Altro che rispetto delle norme anti-Covid, altro che buon esempio. Oggi, quando il governo ha deciso di porre il voto di fiducia sul decreto Sicurezza – che potrebbe mandare in pensione le norme di Matteo Salvini sull’immigrazione – in Aula è scoppiata la bagarre. È successo di tutto. Molti senatori, soprattutto della Lega, si sono alzati e si sono avvicinati agli scranni del governo, creando un vero e proprio assembramento. A far infuriare i leghisti è stato il comportamento del ministro per i Rapporti con il Parlamento Federico D’Incà che ha preso la parola, annunciando la richiesta del voto di fiducia. Ignazio La Russa, che in quel momento presiedeva l’aula e che poi ha deciso di sospendere l’assemblea l’ha infatti interrotto, forse perché il ministro non aveva chiesto di parlare.

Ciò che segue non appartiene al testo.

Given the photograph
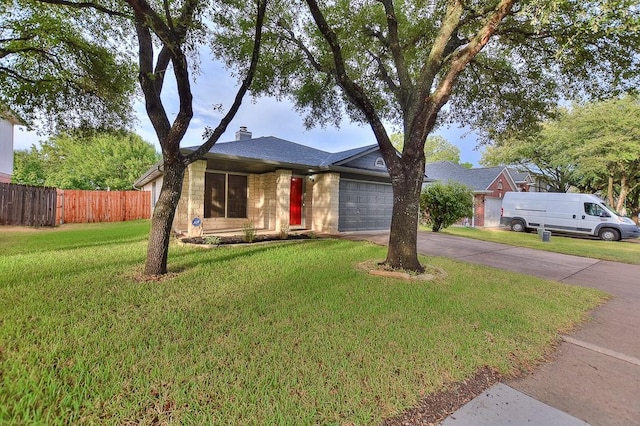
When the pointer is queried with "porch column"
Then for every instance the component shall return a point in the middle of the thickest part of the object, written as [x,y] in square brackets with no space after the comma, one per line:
[195,196]
[283,195]
[326,201]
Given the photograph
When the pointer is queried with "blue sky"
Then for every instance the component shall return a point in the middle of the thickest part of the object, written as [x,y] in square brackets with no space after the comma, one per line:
[263,117]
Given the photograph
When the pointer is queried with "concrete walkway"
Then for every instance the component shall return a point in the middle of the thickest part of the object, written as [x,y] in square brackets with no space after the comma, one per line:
[595,374]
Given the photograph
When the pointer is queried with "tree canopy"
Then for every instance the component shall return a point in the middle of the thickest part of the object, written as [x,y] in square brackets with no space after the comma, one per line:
[436,148]
[63,68]
[95,160]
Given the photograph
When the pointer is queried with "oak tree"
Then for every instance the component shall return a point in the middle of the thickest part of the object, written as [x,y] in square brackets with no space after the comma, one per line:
[167,37]
[63,68]
[494,65]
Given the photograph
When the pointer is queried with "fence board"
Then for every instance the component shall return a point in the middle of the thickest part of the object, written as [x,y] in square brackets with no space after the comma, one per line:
[27,205]
[103,206]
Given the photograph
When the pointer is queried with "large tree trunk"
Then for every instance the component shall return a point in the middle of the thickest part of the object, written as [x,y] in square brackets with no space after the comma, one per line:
[403,239]
[162,221]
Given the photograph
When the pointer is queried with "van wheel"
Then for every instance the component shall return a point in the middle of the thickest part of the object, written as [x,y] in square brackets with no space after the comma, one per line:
[609,234]
[517,225]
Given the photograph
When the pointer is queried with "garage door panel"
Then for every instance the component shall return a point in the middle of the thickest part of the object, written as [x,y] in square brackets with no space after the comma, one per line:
[364,206]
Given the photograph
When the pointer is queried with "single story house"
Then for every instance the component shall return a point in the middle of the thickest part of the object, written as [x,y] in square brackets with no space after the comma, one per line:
[488,185]
[280,185]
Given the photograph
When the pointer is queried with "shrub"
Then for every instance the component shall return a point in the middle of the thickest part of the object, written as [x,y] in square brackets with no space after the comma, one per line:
[212,240]
[284,230]
[249,232]
[445,204]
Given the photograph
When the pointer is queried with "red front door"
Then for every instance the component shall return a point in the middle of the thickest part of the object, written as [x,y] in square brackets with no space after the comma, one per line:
[295,202]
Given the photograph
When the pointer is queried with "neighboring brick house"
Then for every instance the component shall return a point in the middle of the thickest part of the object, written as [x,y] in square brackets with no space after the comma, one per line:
[6,147]
[488,185]
[277,184]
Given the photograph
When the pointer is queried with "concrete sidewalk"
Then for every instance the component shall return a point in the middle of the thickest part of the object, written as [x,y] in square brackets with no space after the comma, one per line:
[595,375]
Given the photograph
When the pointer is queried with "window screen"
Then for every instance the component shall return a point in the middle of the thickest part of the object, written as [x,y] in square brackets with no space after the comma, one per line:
[237,197]
[214,194]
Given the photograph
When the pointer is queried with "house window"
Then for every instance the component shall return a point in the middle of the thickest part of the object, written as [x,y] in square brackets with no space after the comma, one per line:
[225,195]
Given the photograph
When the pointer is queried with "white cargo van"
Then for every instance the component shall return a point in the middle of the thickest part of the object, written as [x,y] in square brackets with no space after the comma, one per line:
[565,212]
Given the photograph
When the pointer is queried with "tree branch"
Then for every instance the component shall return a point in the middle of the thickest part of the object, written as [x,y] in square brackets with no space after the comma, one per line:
[354,92]
[244,87]
[88,5]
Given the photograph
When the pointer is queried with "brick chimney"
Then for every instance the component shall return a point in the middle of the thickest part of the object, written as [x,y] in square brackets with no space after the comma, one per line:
[243,134]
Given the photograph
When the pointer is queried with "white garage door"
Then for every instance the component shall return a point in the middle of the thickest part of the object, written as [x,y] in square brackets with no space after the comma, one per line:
[492,210]
[364,206]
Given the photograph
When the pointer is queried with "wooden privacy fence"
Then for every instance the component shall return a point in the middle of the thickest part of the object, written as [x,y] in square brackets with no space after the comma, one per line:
[77,206]
[25,205]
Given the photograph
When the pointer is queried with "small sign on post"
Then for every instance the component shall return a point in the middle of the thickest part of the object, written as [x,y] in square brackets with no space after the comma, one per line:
[196,230]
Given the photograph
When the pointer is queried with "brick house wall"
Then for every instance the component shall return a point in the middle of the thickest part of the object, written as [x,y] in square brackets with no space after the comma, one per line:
[268,201]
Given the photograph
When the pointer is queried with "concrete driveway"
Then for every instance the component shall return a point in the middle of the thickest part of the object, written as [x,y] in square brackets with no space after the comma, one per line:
[595,374]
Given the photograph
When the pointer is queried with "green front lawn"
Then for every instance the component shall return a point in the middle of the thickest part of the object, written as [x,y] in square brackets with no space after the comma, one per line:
[269,334]
[625,251]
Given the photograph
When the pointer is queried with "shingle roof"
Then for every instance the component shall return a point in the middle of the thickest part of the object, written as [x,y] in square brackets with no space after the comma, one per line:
[269,148]
[477,179]
[344,155]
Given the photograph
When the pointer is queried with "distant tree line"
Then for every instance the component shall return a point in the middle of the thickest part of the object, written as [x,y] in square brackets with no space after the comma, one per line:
[85,160]
[591,147]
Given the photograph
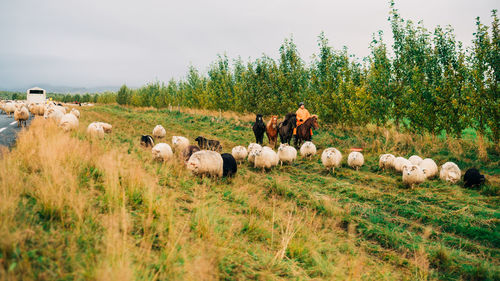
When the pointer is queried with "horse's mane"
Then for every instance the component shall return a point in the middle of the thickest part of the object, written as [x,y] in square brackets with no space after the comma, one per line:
[288,116]
[271,121]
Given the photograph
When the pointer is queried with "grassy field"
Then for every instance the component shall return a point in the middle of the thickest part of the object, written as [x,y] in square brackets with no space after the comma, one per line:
[76,208]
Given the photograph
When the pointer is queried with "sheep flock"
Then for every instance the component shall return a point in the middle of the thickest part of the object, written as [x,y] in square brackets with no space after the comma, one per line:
[203,161]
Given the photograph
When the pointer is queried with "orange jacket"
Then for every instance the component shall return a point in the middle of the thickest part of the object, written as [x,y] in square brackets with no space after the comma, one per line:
[302,115]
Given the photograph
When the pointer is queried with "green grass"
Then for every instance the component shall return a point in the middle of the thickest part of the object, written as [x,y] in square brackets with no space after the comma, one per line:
[350,224]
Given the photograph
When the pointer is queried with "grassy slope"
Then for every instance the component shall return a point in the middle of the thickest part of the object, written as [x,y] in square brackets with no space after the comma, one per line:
[79,208]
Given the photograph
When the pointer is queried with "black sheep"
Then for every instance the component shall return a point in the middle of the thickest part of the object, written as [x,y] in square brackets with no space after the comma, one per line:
[472,178]
[229,166]
[259,128]
[147,140]
[188,151]
[205,143]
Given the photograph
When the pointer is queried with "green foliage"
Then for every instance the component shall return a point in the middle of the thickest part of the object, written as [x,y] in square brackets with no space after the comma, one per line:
[429,84]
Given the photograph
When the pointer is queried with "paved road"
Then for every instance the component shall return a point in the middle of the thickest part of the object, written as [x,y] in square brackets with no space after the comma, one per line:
[9,129]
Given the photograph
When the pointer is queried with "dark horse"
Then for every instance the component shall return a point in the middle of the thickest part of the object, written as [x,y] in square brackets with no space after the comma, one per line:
[286,127]
[304,130]
[259,128]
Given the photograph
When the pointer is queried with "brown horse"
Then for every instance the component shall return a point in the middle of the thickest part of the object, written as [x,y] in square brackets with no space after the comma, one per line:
[304,130]
[272,130]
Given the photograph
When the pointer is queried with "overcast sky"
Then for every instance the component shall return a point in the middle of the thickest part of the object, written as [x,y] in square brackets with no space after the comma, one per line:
[108,43]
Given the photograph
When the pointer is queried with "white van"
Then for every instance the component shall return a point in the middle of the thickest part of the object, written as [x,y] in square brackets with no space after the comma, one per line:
[36,95]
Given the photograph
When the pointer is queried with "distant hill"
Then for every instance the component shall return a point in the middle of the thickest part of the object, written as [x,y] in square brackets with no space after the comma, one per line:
[65,89]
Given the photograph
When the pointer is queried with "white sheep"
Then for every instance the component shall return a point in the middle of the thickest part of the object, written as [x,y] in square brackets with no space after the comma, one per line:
[265,158]
[54,114]
[415,159]
[399,162]
[450,172]
[75,112]
[386,161]
[106,127]
[239,153]
[430,167]
[331,158]
[286,153]
[179,143]
[95,130]
[21,115]
[355,160]
[39,109]
[162,152]
[159,132]
[308,149]
[412,175]
[68,122]
[206,162]
[252,147]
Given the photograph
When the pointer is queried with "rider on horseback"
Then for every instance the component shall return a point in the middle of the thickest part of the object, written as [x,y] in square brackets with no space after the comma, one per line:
[302,115]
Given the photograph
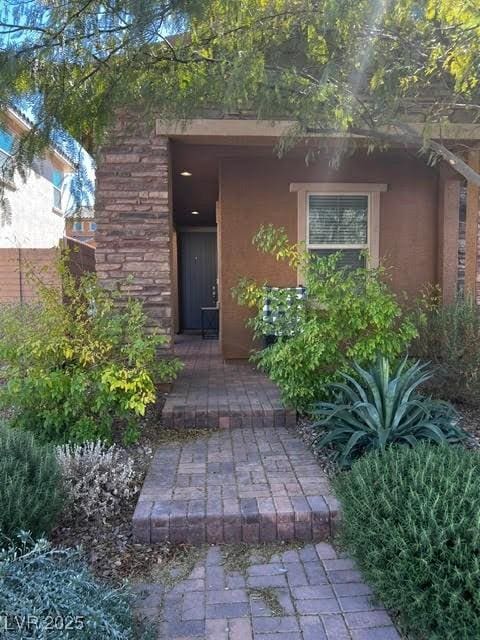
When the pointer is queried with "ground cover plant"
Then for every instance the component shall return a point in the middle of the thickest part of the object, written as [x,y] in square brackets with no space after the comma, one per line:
[411,520]
[53,595]
[449,337]
[375,408]
[349,314]
[76,364]
[31,492]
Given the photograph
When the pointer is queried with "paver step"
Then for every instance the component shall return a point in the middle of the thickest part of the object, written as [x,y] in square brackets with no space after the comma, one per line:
[210,392]
[257,484]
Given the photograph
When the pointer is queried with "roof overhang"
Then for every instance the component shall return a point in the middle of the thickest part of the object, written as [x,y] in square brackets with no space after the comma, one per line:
[228,129]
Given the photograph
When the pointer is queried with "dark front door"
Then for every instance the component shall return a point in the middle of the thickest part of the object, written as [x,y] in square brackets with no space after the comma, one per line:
[198,275]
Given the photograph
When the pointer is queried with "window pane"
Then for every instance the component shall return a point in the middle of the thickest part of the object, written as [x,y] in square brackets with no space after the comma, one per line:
[338,219]
[6,141]
[352,258]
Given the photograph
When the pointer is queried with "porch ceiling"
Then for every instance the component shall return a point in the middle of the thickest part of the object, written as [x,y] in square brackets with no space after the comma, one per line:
[197,192]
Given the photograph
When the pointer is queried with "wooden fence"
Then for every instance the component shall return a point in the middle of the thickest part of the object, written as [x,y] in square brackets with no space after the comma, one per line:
[21,270]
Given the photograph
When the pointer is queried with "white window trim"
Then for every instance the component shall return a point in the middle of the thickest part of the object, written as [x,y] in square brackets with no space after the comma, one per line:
[371,190]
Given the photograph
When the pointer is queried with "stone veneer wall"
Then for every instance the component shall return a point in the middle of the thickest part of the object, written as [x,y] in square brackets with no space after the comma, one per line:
[133,215]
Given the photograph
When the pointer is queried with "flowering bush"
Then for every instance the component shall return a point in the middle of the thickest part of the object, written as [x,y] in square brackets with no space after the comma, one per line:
[98,479]
[31,494]
[76,363]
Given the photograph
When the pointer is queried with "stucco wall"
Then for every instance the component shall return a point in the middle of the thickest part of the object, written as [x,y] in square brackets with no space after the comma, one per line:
[255,191]
[30,221]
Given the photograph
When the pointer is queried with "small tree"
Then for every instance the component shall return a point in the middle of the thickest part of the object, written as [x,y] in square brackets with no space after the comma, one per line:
[349,314]
[76,364]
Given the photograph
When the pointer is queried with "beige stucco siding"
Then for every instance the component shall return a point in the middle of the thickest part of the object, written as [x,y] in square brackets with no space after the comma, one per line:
[31,221]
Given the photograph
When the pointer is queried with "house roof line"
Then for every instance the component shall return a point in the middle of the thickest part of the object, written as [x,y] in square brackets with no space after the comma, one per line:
[224,127]
[26,123]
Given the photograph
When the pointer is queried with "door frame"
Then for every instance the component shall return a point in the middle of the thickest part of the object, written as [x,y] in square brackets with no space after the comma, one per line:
[178,231]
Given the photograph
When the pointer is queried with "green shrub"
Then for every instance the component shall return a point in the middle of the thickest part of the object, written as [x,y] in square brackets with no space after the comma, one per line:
[55,588]
[411,518]
[31,495]
[450,339]
[76,363]
[375,408]
[349,314]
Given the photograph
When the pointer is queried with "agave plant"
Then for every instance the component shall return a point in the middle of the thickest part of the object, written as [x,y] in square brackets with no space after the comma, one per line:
[378,407]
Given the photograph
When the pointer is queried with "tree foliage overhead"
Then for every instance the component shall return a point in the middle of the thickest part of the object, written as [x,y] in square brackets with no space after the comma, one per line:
[370,67]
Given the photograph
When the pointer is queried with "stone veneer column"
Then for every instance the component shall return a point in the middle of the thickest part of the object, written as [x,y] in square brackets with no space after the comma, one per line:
[133,214]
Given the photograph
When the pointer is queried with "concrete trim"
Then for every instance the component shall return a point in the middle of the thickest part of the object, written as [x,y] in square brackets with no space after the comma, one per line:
[339,187]
[448,224]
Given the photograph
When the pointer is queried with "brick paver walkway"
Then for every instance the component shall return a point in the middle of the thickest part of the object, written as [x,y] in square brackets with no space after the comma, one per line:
[247,484]
[212,393]
[319,596]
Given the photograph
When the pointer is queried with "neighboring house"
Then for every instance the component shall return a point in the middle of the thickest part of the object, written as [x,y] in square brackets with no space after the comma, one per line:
[33,214]
[81,225]
[177,208]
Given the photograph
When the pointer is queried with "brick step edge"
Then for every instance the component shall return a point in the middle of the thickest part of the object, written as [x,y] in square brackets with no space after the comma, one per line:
[156,522]
[227,420]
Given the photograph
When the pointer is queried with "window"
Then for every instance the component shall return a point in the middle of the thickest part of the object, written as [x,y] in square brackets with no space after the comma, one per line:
[338,223]
[57,181]
[340,217]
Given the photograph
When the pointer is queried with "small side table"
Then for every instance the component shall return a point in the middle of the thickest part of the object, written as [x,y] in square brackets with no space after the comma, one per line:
[209,322]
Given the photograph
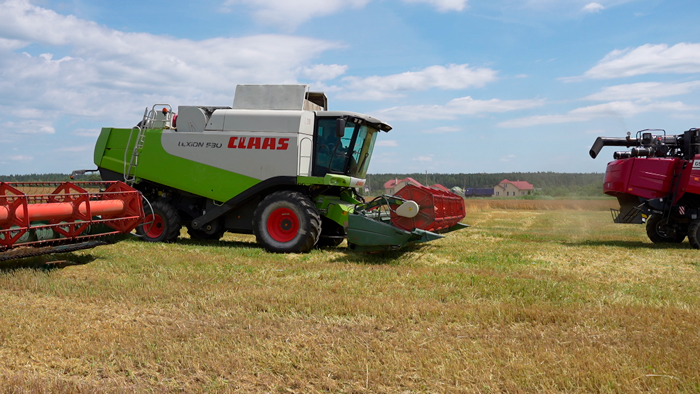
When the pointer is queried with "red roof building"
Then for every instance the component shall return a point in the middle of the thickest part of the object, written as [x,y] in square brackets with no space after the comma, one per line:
[513,188]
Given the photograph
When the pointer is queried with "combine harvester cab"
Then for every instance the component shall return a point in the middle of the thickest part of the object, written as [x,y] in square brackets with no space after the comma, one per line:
[39,218]
[276,164]
[657,182]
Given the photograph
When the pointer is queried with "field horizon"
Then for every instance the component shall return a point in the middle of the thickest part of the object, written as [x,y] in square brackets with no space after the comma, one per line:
[537,295]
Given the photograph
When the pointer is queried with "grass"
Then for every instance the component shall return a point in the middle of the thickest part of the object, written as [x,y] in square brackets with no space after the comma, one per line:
[547,298]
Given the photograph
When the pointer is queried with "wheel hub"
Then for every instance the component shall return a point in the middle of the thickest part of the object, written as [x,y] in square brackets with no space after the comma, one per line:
[283,225]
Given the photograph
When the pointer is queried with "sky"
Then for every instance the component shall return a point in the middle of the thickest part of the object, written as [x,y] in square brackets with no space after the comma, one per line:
[469,86]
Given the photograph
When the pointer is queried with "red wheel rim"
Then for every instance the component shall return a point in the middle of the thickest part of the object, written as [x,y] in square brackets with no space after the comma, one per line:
[155,229]
[283,225]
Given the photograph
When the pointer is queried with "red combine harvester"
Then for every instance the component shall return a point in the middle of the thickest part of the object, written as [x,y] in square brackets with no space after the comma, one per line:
[657,182]
[39,218]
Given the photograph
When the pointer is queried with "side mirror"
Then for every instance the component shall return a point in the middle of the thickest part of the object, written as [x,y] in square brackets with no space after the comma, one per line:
[340,127]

«La Lega voleva creare disordini»

Uno “spettacolo” – in cui si vedono i senatori protestare – che Andrea Marcucci, capogruppo del Pd al Senato, ha postato su Facebook: «Oggi la Lega in Senato voleva creare disordini. Hanno provocato il caos che vedete perché vogliamo finalmente superare i vergognosi decreti Salvini sulla sicurezza. Questo è il clima che la Lega vuole imporre nelle Aule». Una situazione che ha spinto la presidente del Senato Elisabetta Casellati a convocare la conferenza dei capigruppo. L’approvazione definitiva del decreto potrebbe comunque arrivare a breve.

«Atto di squadrismo»

Un «vile atto di squadrismo» per il Pd, un «cattivo esempio nei confronti del Paese» per il ministro Federico D’Incà. «È stata una sceneggiata indegna e offensiva in cui è stato aggredito in maniera vile il ministro D’Incà, impedendogli di parlare», ha aggiunto il senatore del M5s Alberto Airola.

Protesta in corso della Lega

Ma la Lega non si è persa d’animo e, nelle ultime ore, i leghisti hanno inscenato una protesta occupando gli scranni del governo contro la fiducia che, a loro avviso, è stata chiesta prima della discussione che di fatto è stata ostacolata.